How Professors Really Use AI: New Data from Higher Education

While K-12 struggles with AI literacy and training, higher education faculty are already deep into experimentation—for better or worse. Research from Anthropic analyzing roughly 74,000 conversations between university professors and the AI chatbot Claude reveals that 57% of AI use focuses on curriculum development, including designing interactive simulations and web-based learning games. About 13% involves academic research, while 7% centers on grading student work. Notably, professors tend to automate tedious administrative tasks but take a more collaborative approach with teaching and lesson design.
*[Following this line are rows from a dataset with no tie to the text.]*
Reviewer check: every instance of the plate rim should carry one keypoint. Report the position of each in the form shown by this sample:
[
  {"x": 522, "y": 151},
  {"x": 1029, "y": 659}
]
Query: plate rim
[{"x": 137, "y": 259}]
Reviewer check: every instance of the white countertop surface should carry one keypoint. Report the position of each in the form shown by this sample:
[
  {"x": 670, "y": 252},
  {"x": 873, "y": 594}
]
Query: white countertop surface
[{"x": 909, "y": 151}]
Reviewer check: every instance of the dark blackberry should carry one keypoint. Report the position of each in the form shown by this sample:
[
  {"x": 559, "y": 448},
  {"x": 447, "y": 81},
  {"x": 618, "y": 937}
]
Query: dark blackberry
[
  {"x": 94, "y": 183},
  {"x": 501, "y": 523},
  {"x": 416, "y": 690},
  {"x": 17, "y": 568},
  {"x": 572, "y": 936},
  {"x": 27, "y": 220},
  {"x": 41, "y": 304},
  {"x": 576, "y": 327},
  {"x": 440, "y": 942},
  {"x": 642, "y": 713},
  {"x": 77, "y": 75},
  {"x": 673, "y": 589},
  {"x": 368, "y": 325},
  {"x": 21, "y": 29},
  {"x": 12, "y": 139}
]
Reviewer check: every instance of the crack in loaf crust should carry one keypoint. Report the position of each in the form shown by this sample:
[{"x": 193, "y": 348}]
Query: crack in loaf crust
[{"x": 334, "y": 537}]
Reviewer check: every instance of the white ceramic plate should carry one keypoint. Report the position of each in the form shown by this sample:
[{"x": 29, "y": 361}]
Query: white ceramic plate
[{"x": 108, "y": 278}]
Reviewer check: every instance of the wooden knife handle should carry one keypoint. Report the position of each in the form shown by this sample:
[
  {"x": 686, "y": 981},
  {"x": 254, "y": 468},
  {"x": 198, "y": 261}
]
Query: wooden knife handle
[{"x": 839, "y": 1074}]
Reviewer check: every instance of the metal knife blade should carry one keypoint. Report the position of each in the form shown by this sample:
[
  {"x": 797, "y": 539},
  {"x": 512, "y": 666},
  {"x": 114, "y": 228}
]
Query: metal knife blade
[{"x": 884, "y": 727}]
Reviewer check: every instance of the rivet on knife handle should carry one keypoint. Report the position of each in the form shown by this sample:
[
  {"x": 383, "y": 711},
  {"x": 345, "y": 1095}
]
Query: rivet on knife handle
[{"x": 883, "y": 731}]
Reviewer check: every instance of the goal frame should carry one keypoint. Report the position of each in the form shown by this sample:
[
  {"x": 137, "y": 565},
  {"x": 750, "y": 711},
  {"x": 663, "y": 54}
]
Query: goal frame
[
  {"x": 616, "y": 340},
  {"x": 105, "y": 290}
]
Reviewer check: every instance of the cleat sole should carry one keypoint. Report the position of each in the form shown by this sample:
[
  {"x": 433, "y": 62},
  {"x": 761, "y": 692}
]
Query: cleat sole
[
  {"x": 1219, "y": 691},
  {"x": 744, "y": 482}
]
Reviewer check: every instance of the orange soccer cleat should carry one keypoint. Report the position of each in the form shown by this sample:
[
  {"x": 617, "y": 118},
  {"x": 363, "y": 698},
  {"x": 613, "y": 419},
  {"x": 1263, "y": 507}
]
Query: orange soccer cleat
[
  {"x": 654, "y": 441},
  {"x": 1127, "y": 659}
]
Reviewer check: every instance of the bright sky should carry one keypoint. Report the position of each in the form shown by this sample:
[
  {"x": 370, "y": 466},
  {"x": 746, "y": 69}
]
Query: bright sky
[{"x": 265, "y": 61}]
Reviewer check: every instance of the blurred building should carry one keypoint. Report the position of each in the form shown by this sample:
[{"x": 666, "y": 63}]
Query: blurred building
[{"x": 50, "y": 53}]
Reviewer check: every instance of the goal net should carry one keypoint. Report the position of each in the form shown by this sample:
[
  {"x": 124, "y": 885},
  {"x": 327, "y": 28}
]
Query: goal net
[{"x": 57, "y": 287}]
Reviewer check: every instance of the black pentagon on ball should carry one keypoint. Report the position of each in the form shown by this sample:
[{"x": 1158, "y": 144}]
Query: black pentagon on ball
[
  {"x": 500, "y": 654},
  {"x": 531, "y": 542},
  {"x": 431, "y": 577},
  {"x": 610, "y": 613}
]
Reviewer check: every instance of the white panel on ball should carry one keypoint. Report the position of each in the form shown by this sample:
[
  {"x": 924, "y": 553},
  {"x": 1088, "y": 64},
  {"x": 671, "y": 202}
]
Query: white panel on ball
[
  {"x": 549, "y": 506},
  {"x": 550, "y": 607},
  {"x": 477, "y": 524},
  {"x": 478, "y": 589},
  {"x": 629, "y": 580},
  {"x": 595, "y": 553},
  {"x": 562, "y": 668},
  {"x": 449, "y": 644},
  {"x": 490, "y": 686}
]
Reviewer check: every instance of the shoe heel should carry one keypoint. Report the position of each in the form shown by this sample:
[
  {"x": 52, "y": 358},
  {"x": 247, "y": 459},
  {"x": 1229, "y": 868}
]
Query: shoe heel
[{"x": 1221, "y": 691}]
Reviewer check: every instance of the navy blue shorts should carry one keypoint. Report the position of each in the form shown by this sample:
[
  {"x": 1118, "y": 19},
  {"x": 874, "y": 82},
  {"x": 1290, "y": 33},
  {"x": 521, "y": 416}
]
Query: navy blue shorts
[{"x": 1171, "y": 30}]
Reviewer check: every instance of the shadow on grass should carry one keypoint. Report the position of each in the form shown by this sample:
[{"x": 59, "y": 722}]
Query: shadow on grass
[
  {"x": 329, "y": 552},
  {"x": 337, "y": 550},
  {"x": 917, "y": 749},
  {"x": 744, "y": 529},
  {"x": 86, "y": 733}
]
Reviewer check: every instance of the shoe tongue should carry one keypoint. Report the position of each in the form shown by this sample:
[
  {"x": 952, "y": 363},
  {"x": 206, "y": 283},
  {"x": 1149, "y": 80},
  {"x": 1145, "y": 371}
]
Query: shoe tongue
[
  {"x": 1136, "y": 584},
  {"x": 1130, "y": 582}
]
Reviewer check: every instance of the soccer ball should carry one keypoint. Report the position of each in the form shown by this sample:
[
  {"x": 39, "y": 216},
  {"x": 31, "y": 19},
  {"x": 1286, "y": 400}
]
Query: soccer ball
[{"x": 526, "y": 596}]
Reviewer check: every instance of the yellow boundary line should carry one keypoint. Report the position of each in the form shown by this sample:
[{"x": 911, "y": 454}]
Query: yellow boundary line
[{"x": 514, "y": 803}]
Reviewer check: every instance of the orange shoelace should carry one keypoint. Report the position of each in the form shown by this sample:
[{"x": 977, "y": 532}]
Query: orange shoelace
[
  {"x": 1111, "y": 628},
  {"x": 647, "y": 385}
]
Why K-12 Educators Should Care: The higher education experience offers both warnings and inspiration for K-12 teachers. On one hand, Georgia State University professor Sue Kasun demonstrates AI's time-saving potential, using it to brainstorm reading lists and create grading rubrics—always checking for accuracy and alignment with learning objectives. On the other hand, the finding that professors use AI for grading has alarmed some researchers. Marc Watkins of the University of Mississippi fears a "nightmare scenario" where students use AI to write papers and teachers use AI to grade them: "If that's the case, then what's the purpose of education?" Both Kasun and Watkins emphasize that colleges and universities have failed to provide adequate guidance, leaving faculty "alone in the forest, fending for ourselves."

Key Takeaway: K-12 has an opportunity to learn from higher education's mistakes. Don't let teachers experiment in isolation. Create clear guidelines about appropriate and inappropriate uses (particularly around grading and student feedback). The decisions being made now will shape education for years to come.